A PLM crew is on the lake this morning (Tuesday) installing the long-awaited treatment product. Two boats are dividing the lake’s acreage and using GPS to ensure that they have covered the area adaquately. PLM’s Steve Hanson comments “the amount of Sonar used is small compared to other products,” 6 parts per billion. “We will return later to test various parts of the lake to make sure that it finds its way to everywhere it needs to go.”
As the treatment was taking place, another PLM crew member posted signs along the shoreline.
This notice spotlights today’s activity. To get some context on the notice, please scroll below it.
Steve Hanson puts the restrictions into context, as they could be misleading. “There are actually no irrigation restrictions (except for grass seedlings) at concentrations of 10 ppb (parts per billion) or less. We are targeting 6 ppb. The grass seedling restriction goes away at 5 ppb. People will see the 30-day restriction and be concerned understandably.” He adds, “at the target concentrations there are no irrigation restrictions for established lawns or ornamentals.” Regarding the effect on fish, Steve Hanson notes “There are no restrictions regarding fishing or fish consumption associated with the use of Fluridone. Fluridone, or any herbicide permitted in Michigan, does not bio-accumulate in the fatty tissue or muscles of fish or other aquatic organisms.”
Today’s treatment was delayed until today because of this spring’s cool weather. PLM’s Steve Hanson says favorable conditions are in place today. “The lake now has a strong thermocline.” A thermocline develops when the top 10 to 20 feet of water is warmer than that which is below it. That keeps the treatment product in a spot where it can do the most good in ridding the lake of hybrid Eurasian water milfoil.
Two products listed on the original notice mailed to property owners and posted on this website are Fluridone and Triclopyr. Fluridone is expected to take out the HEWM, and the Triclopyr is on the notice in case some HEWM persists at the end of the summer. The manufacturer of the products, SePRO, will cover the cost of the Triclopyr to treat any spots if required. Copper is also on the notice of no-restriction products, and will be used if any Starry Stonewort is found. Some lakes have been overrun by Starry Stonewort. If it shows up, the best solution is to treat it quickly.

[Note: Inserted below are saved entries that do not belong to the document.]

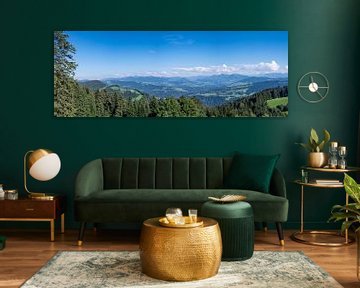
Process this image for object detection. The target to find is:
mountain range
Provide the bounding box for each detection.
[79,73,288,107]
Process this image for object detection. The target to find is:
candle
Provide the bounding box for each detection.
[338,146,346,153]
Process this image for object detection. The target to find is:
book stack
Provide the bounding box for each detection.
[314,179,341,185]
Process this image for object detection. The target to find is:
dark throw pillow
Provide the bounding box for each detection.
[224,152,280,193]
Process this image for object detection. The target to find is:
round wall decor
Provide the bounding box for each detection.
[297,72,329,103]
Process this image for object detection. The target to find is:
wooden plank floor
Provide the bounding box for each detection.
[0,228,358,288]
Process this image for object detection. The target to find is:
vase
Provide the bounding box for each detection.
[308,152,328,168]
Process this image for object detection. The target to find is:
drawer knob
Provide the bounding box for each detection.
[25,208,35,211]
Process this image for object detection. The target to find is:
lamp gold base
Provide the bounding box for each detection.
[28,193,55,200]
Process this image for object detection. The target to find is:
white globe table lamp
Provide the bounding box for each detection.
[24,149,61,199]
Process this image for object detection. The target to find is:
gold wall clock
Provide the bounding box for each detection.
[297,72,329,103]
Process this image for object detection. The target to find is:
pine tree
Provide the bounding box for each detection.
[54,31,78,116]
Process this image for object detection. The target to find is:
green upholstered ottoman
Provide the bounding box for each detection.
[201,201,254,261]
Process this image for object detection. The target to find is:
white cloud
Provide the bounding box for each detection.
[175,64,239,74]
[172,61,287,76]
[241,60,280,73]
[79,60,288,79]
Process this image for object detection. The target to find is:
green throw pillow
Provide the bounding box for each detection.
[224,153,280,193]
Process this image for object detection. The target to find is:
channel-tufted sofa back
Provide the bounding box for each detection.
[102,157,233,190]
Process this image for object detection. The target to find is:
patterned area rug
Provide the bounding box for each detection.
[21,251,342,288]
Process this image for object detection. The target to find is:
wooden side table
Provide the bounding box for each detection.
[0,195,66,241]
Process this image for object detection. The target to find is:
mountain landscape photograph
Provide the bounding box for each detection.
[54,31,288,117]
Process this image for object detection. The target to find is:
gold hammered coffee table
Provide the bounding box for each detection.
[139,217,222,281]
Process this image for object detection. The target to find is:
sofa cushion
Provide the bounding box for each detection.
[223,153,280,193]
[75,189,288,222]
[75,188,288,222]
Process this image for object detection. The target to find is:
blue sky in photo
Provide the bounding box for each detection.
[65,31,288,80]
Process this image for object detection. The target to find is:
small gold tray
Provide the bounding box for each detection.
[208,194,246,203]
[159,216,204,228]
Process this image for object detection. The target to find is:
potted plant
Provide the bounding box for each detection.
[329,173,360,279]
[296,128,330,167]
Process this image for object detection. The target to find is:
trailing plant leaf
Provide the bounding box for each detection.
[341,220,358,234]
[329,211,356,222]
[331,203,360,215]
[344,173,360,204]
[329,173,360,233]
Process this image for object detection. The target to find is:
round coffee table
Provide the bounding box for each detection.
[139,217,222,281]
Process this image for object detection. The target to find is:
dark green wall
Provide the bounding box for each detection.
[1,0,359,230]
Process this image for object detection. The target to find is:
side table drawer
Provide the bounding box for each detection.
[1,201,55,218]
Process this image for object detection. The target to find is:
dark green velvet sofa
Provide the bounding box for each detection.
[74,157,288,245]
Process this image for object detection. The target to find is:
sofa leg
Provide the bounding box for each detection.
[262,222,268,232]
[275,222,284,246]
[93,223,98,233]
[78,222,86,246]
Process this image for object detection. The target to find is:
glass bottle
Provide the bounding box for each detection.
[337,146,347,169]
[328,142,338,169]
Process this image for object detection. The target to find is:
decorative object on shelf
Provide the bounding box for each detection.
[300,169,309,183]
[208,194,246,203]
[0,184,4,199]
[296,128,330,167]
[328,142,338,169]
[315,179,340,185]
[24,148,61,199]
[4,189,18,200]
[338,146,347,169]
[297,71,329,103]
[329,173,360,280]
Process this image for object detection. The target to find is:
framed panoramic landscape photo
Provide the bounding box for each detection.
[54,31,288,117]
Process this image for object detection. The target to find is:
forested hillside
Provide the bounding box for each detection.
[54,31,288,117]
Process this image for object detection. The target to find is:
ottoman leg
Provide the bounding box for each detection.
[262,222,268,232]
[276,222,284,246]
[93,223,98,233]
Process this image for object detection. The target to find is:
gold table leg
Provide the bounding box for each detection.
[345,194,348,243]
[61,213,65,234]
[50,219,55,242]
[300,185,304,233]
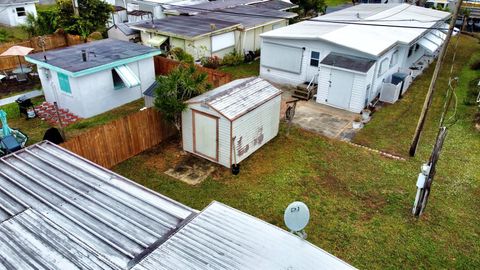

When invasive weeds showed up in Clark Lake, the community took up the fight. Lakefront property owners petitioned Columbia Township to established a special assessment district (SAD) so that the hybrid Eurasian water milfoil (HEWM) could be eliminated wherever found in the lake. Other lakes found that leaving HEWM infestations unchecked clogged their waters-–reducing boating, destroying wildlife habitat and diminishing property values.